I started writing Java in 2006, while still at university in Budapest. The twenty years since have taken me through telco platforms, post-trade pipelines at Morgan Stanley, internal HR tooling at IBM (where I received a Challenge Coin for mentoring junior developers and teaching the OO mindset to non-engineers), government tax modernization at NAV in Hungary, instant-payment integration at the neobank BinX, and most recently legacy Java migration in the energy sector at German energy trading company Uniper Energy. The thread connecting all of it is regulated industries — places where the rules are real and the integration constraints are the actual work, not the framing around it.

About

How I work

I work best on engagements where the goal is concrete and the surface is well-defined: an integration spec, a published standard, an undocumented codebase to understand and migrate, a defined functional requirement to deliver against. I’m not a fast-onboarding generalist who absorbs a team’s tribal knowledge in two weeks; I’m a careful contractor who goes deep in the systems I’m responsible for and produces something that works in production.

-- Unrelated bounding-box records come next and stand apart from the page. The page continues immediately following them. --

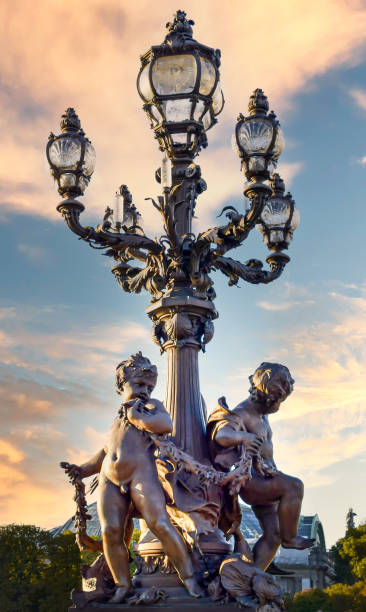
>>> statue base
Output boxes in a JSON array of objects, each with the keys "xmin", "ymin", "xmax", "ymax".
[{"xmin": 69, "ymin": 596, "xmax": 252, "ymax": 612}]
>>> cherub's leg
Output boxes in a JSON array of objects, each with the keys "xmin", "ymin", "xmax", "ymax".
[
  {"xmin": 240, "ymin": 472, "xmax": 313, "ymax": 560},
  {"xmin": 98, "ymin": 478, "xmax": 132, "ymax": 603},
  {"xmin": 252, "ymin": 504, "xmax": 281, "ymax": 571},
  {"xmin": 131, "ymin": 471, "xmax": 203, "ymax": 597}
]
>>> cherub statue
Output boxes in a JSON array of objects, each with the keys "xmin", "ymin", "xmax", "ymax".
[
  {"xmin": 207, "ymin": 362, "xmax": 313, "ymax": 570},
  {"xmin": 61, "ymin": 352, "xmax": 202, "ymax": 603},
  {"xmin": 220, "ymin": 555, "xmax": 284, "ymax": 612}
]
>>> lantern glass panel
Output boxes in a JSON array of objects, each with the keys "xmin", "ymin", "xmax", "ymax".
[
  {"xmin": 60, "ymin": 172, "xmax": 76, "ymax": 189},
  {"xmin": 261, "ymin": 198, "xmax": 291, "ymax": 229},
  {"xmin": 149, "ymin": 104, "xmax": 163, "ymax": 124},
  {"xmin": 79, "ymin": 175, "xmax": 89, "ymax": 192},
  {"xmin": 152, "ymin": 55, "xmax": 197, "ymax": 95},
  {"xmin": 193, "ymin": 100, "xmax": 205, "ymax": 121},
  {"xmin": 200, "ymin": 57, "xmax": 216, "ymax": 96},
  {"xmin": 269, "ymin": 230, "xmax": 284, "ymax": 244},
  {"xmin": 161, "ymin": 99, "xmax": 192, "ymax": 121},
  {"xmin": 202, "ymin": 110, "xmax": 211, "ymax": 130},
  {"xmin": 212, "ymin": 83, "xmax": 224, "ymax": 115},
  {"xmin": 239, "ymin": 119, "xmax": 273, "ymax": 155},
  {"xmin": 272, "ymin": 126, "xmax": 285, "ymax": 159},
  {"xmin": 172, "ymin": 132, "xmax": 187, "ymax": 144},
  {"xmin": 290, "ymin": 207, "xmax": 300, "ymax": 232},
  {"xmin": 139, "ymin": 64, "xmax": 154, "ymax": 102},
  {"xmin": 248, "ymin": 155, "xmax": 266, "ymax": 172},
  {"xmin": 83, "ymin": 142, "xmax": 95, "ymax": 176},
  {"xmin": 48, "ymin": 136, "xmax": 81, "ymax": 170}
]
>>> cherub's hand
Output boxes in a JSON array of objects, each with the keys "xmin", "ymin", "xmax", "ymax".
[
  {"xmin": 60, "ymin": 461, "xmax": 83, "ymax": 480},
  {"xmin": 242, "ymin": 432, "xmax": 263, "ymax": 454},
  {"xmin": 125, "ymin": 398, "xmax": 145, "ymax": 427}
]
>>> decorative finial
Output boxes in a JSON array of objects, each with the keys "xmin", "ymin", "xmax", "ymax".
[
  {"xmin": 346, "ymin": 508, "xmax": 357, "ymax": 529},
  {"xmin": 164, "ymin": 11, "xmax": 194, "ymax": 47},
  {"xmin": 269, "ymin": 172, "xmax": 285, "ymax": 196},
  {"xmin": 60, "ymin": 108, "xmax": 81, "ymax": 132},
  {"xmin": 248, "ymin": 89, "xmax": 269, "ymax": 116},
  {"xmin": 166, "ymin": 11, "xmax": 194, "ymax": 38}
]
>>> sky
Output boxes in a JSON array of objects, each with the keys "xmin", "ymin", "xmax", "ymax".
[{"xmin": 0, "ymin": 0, "xmax": 366, "ymax": 546}]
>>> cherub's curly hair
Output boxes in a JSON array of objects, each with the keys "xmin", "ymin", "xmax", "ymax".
[
  {"xmin": 249, "ymin": 361, "xmax": 295, "ymax": 401},
  {"xmin": 116, "ymin": 351, "xmax": 158, "ymax": 394}
]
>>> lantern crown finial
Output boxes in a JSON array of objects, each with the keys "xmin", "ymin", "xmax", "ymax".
[
  {"xmin": 248, "ymin": 89, "xmax": 269, "ymax": 116},
  {"xmin": 269, "ymin": 172, "xmax": 285, "ymax": 196},
  {"xmin": 166, "ymin": 11, "xmax": 194, "ymax": 39},
  {"xmin": 60, "ymin": 108, "xmax": 81, "ymax": 132}
]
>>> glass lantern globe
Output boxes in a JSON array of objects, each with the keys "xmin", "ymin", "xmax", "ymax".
[
  {"xmin": 232, "ymin": 89, "xmax": 285, "ymax": 181},
  {"xmin": 46, "ymin": 108, "xmax": 95, "ymax": 198},
  {"xmin": 137, "ymin": 11, "xmax": 224, "ymax": 159},
  {"xmin": 256, "ymin": 174, "xmax": 300, "ymax": 251}
]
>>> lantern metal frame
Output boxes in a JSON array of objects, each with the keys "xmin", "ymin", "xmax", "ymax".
[
  {"xmin": 257, "ymin": 173, "xmax": 296, "ymax": 252},
  {"xmin": 234, "ymin": 89, "xmax": 281, "ymax": 182},
  {"xmin": 137, "ymin": 11, "xmax": 225, "ymax": 160},
  {"xmin": 46, "ymin": 107, "xmax": 94, "ymax": 198}
]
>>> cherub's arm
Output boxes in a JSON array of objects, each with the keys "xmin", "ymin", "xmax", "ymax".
[
  {"xmin": 261, "ymin": 420, "xmax": 277, "ymax": 469},
  {"xmin": 64, "ymin": 448, "xmax": 106, "ymax": 478},
  {"xmin": 215, "ymin": 424, "xmax": 262, "ymax": 452},
  {"xmin": 127, "ymin": 400, "xmax": 173, "ymax": 435}
]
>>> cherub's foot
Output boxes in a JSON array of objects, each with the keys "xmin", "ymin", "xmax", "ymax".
[
  {"xmin": 183, "ymin": 576, "xmax": 205, "ymax": 597},
  {"xmin": 282, "ymin": 536, "xmax": 315, "ymax": 550},
  {"xmin": 108, "ymin": 586, "xmax": 133, "ymax": 603}
]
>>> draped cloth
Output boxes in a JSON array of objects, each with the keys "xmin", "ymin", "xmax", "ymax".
[{"xmin": 206, "ymin": 397, "xmax": 244, "ymax": 536}]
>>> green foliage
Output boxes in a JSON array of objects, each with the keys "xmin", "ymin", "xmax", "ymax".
[
  {"xmin": 330, "ymin": 523, "xmax": 366, "ymax": 585},
  {"xmin": 340, "ymin": 523, "xmax": 366, "ymax": 580},
  {"xmin": 324, "ymin": 581, "xmax": 366, "ymax": 612},
  {"xmin": 286, "ymin": 589, "xmax": 333, "ymax": 612},
  {"xmin": 0, "ymin": 525, "xmax": 80, "ymax": 612},
  {"xmin": 286, "ymin": 581, "xmax": 366, "ymax": 612},
  {"xmin": 329, "ymin": 540, "xmax": 356, "ymax": 584}
]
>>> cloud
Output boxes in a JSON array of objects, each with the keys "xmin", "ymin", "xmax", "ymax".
[
  {"xmin": 0, "ymin": 0, "xmax": 366, "ymax": 225},
  {"xmin": 257, "ymin": 300, "xmax": 315, "ymax": 312},
  {"xmin": 0, "ymin": 307, "xmax": 151, "ymax": 385},
  {"xmin": 349, "ymin": 89, "xmax": 366, "ymax": 110},
  {"xmin": 0, "ymin": 376, "xmax": 115, "ymax": 528},
  {"xmin": 17, "ymin": 243, "xmax": 46, "ymax": 263},
  {"xmin": 217, "ymin": 283, "xmax": 366, "ymax": 487}
]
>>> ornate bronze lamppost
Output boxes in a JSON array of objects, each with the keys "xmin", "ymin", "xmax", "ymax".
[{"xmin": 47, "ymin": 11, "xmax": 299, "ymax": 604}]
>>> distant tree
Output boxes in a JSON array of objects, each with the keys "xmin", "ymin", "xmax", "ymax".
[
  {"xmin": 286, "ymin": 589, "xmax": 334, "ymax": 612},
  {"xmin": 286, "ymin": 581, "xmax": 366, "ymax": 612},
  {"xmin": 0, "ymin": 525, "xmax": 80, "ymax": 612},
  {"xmin": 329, "ymin": 538, "xmax": 357, "ymax": 584},
  {"xmin": 38, "ymin": 533, "xmax": 81, "ymax": 612},
  {"xmin": 324, "ymin": 581, "xmax": 366, "ymax": 612},
  {"xmin": 340, "ymin": 523, "xmax": 366, "ymax": 580}
]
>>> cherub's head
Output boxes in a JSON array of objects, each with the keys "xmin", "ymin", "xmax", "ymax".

Most of my engagements run six to twelve months and end with the system handed over in better shape than I found it.

What I value in an engagement

Bounded scope and clear deliverables. Direct contracts over multi-layered intermediary arrangements. Long-form work over short break-fix gigs, because the systems I work on take real time to internalize. A delivery team that thinks together rather than handing artifacts over a wall. Honest conversations about what I will and won’t take on, up front, rather than late-stage disappointments. Clients who want a senior engineer to ship things, not a consultant to produce a deck.

I’m András Hummer, an independent senior back-end engineer based in Budapest. I work with European clients in regulated industries — payments, banking, energy — on integration and modernization problems where the difficulty isn’t shipping more features, it’s getting the existing systems to behave correctly under real constraints.